The concert’s most intuitive moments emerge in the latter half, wherein Jarrett makes a landscape audible by touch alone. Part VIII evokes the undulating line of purple hills. Part IX is the campfire at field center and the dancers who make the most of its warmth in the encroaching twilight. The tenth and final improvisation is a culmination of impending forces, a smoothing of wrinkles in the bed sheets of experience that leaves a most pristine surface for slumber.
The strangely satisfying mix of parallels and cross-hatchings one can expect to hear in any Jarrett solo program are all here to be savored, an expectation that bears out naturally for avid listeners, enchantingly for newcomers. Either way, Jarrett seems less interested in surprising anyone—himself least of all—throughout this nonetheless monumental performance. Rather, he bathes in the music’s unfolding as might a child watch clouds go by overhead. What we have, then, are readings of amorphous shapes: faces, figures, and objects that fuse and separate, congeal and dissolve.

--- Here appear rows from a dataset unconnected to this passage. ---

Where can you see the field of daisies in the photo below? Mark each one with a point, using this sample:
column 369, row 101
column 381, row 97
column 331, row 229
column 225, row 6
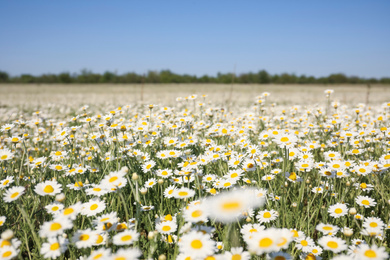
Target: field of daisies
column 196, row 181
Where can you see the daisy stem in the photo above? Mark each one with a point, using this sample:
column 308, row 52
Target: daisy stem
column 124, row 206
column 37, row 241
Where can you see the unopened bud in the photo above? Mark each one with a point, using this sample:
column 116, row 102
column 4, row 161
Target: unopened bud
column 7, row 235
column 352, row 211
column 347, row 232
column 162, row 257
column 60, row 197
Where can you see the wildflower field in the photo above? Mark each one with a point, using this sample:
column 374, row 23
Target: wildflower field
column 196, row 180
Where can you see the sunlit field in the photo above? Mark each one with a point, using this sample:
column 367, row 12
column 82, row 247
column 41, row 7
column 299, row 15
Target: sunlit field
column 28, row 96
column 194, row 172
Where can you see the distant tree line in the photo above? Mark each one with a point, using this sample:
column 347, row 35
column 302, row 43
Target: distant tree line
column 166, row 76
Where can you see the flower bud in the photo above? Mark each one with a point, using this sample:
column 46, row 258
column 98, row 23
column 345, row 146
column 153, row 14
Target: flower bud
column 150, row 235
column 7, row 235
column 60, row 197
column 162, row 257
column 347, row 232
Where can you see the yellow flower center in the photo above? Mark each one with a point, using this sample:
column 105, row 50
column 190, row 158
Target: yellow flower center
column 370, row 253
column 265, row 242
column 304, row 243
column 373, row 224
column 48, row 189
column 14, row 195
column 166, row 228
column 7, row 254
column 196, row 244
column 55, row 226
column 231, row 206
column 126, row 238
column 196, row 213
column 332, row 244
column 84, row 237
column 183, row 193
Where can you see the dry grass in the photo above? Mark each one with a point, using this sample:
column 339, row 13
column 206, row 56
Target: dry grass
column 39, row 95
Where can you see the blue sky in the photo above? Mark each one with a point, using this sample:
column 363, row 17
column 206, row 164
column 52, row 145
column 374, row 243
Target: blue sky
column 196, row 37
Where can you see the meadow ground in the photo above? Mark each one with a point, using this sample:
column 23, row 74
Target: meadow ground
column 38, row 95
column 228, row 176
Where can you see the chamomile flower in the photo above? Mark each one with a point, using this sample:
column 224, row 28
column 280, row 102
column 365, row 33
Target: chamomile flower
column 166, row 227
column 55, row 227
column 228, row 206
column 13, row 193
column 197, row 244
column 374, row 223
column 48, row 188
column 266, row 216
column 170, row 191
column 55, row 247
column 8, row 252
column 6, row 182
column 148, row 165
column 304, row 243
column 183, row 193
column 101, row 253
column 279, row 256
column 72, row 211
column 365, row 201
column 126, row 237
column 338, row 210
column 365, row 252
column 54, row 208
column 334, row 244
column 196, row 213
column 327, row 228
column 6, row 154
column 93, row 207
column 164, row 173
column 237, row 253
column 264, row 242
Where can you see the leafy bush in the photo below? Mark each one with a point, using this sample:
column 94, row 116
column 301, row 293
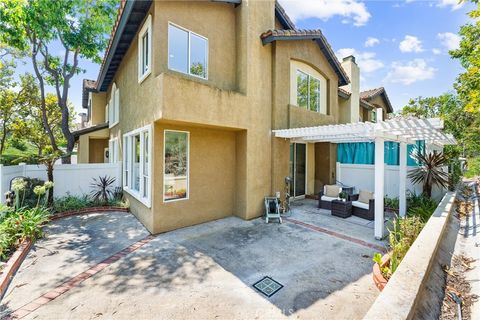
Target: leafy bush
column 71, row 203
column 25, row 223
column 420, row 206
column 473, row 166
column 102, row 189
column 401, row 238
column 392, row 203
column 454, row 175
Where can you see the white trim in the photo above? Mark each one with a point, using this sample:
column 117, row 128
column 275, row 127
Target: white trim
column 114, row 106
column 146, row 28
column 306, row 170
column 113, row 156
column 189, row 51
column 187, row 197
column 128, row 164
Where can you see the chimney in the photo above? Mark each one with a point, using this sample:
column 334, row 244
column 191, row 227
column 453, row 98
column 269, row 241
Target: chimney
column 353, row 72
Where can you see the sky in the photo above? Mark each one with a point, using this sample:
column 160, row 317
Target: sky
column 400, row 45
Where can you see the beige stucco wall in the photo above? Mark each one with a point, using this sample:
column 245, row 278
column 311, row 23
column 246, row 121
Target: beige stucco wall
column 84, row 149
column 230, row 115
column 212, row 179
column 97, row 115
column 379, row 102
column 286, row 115
column 96, row 150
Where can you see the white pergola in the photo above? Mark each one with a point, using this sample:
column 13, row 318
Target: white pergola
column 404, row 130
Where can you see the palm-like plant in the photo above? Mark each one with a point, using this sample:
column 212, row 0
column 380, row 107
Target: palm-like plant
column 102, row 189
column 430, row 171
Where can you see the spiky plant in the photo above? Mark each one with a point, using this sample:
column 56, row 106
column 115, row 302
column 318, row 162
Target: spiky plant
column 102, row 189
column 429, row 171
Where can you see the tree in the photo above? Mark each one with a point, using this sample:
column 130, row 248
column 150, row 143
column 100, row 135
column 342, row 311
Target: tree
column 15, row 103
column 462, row 124
column 468, row 82
column 36, row 26
column 28, row 125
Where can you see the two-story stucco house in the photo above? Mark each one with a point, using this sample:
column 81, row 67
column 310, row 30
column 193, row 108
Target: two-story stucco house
column 188, row 95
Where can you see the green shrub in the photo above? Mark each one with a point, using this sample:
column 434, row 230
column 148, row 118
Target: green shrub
column 392, row 203
column 473, row 165
column 420, row 206
column 72, row 203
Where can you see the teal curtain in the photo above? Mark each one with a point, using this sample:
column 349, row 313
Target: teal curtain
column 392, row 153
column 364, row 153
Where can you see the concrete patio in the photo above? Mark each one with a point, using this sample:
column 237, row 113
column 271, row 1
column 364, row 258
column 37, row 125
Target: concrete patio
column 204, row 271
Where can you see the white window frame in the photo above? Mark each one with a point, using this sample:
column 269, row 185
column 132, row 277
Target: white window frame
column 146, row 28
column 188, row 165
column 189, row 51
column 113, row 150
column 308, row 90
column 128, row 161
column 114, row 107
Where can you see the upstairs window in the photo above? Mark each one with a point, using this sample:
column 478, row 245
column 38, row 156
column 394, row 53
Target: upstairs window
column 145, row 50
column 308, row 91
column 114, row 106
column 187, row 52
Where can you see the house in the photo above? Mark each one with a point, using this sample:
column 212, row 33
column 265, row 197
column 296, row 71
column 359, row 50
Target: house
column 188, row 95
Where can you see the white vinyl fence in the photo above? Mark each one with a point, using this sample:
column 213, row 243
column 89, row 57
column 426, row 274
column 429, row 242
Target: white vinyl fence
column 73, row 179
column 362, row 176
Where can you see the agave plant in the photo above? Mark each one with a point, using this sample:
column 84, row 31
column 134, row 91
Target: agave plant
column 103, row 189
column 429, row 171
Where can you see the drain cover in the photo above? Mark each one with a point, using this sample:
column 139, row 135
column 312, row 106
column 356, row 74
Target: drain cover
column 267, row 286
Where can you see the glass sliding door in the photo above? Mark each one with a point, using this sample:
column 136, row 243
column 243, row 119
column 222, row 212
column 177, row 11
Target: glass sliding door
column 298, row 169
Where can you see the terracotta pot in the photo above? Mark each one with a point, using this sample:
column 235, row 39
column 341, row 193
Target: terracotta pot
column 378, row 279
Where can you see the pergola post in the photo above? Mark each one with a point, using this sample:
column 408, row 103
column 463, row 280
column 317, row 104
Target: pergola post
column 379, row 186
column 402, row 192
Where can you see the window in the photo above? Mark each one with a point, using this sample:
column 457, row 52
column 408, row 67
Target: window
column 176, row 165
column 113, row 150
column 137, row 164
column 187, row 52
column 145, row 50
column 308, row 91
column 114, row 106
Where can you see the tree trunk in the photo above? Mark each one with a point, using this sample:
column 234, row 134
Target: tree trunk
column 50, row 178
column 67, row 133
column 46, row 125
column 2, row 142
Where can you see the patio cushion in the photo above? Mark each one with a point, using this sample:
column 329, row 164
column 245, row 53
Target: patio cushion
column 327, row 198
column 332, row 190
column 365, row 196
column 359, row 204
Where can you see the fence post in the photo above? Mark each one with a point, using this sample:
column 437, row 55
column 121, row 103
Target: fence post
column 2, row 192
column 24, row 168
column 339, row 172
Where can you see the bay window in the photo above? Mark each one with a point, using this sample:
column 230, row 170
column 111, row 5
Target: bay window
column 137, row 164
column 176, row 165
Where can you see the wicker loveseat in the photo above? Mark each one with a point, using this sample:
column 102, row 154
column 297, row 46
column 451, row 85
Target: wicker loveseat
column 361, row 208
column 325, row 200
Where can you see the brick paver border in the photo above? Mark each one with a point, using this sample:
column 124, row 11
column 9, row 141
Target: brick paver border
column 337, row 235
column 75, row 281
column 13, row 264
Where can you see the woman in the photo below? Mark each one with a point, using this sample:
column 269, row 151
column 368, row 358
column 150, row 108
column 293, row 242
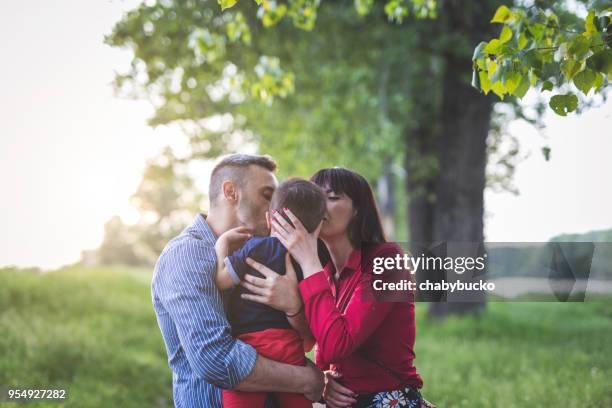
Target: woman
column 364, row 346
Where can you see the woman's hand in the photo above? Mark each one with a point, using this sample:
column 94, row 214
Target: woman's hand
column 300, row 244
column 277, row 291
column 336, row 395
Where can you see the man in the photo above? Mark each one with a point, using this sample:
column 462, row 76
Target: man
column 203, row 355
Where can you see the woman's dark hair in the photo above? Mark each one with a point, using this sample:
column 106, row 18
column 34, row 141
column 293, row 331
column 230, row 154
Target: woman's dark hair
column 365, row 227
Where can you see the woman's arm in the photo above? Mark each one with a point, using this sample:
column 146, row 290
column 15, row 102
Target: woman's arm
column 337, row 334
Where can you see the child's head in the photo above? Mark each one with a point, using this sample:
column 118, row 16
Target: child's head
column 305, row 199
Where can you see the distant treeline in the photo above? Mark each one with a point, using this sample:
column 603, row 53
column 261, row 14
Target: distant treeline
column 583, row 256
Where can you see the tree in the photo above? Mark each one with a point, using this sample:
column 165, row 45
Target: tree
column 166, row 200
column 358, row 90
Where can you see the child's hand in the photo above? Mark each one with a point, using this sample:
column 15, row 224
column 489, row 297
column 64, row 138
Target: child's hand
column 232, row 239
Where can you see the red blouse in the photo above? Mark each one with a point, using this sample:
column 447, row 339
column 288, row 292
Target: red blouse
column 349, row 326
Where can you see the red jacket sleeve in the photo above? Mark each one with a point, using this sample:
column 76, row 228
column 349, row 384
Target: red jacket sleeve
column 340, row 334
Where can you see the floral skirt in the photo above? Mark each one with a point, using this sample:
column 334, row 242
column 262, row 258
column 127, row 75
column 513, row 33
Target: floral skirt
column 407, row 397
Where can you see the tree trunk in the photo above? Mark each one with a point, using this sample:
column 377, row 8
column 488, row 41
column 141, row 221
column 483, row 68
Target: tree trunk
column 456, row 214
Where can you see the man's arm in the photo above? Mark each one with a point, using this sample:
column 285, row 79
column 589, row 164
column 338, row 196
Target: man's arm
column 270, row 375
column 188, row 293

Such depths might have been enough, but Jarrett felt it appropriate to append five encores, together an autobiographical compendium that cuts across his career like a knife through cake. Each original layer reveals something true and undying within him. “The Good America” is the sweet icing, beneath which “Paint My Heart Red” beats with a pulsing stratum of fruit. “My Song” references the classic 1978 album of the same name. The enthusiastic applause discloses the surprise of recognition. The audience has been given a gift of long ago, a nostalgic prism that still refracts for all who lend an ear. The downright edible vamp of “True Blues” makes for a rich, chocolaty foundation, while the concert’s only standard, “Time On My Hands,” lights the candles on top, inhales, and lets the ensuing blast of adoration blow them out.
The Carnegie Hall Concert is, of course, just one of many wondrous pieces of an unparalleled archive. Ultimately, comparisons to Jarrett’s influential appearances in Köln, Tokyo, and Milan need not apply. Each is its own animal with unique cadences and features, and together they nurse an ecosystem of timeless ingenuity.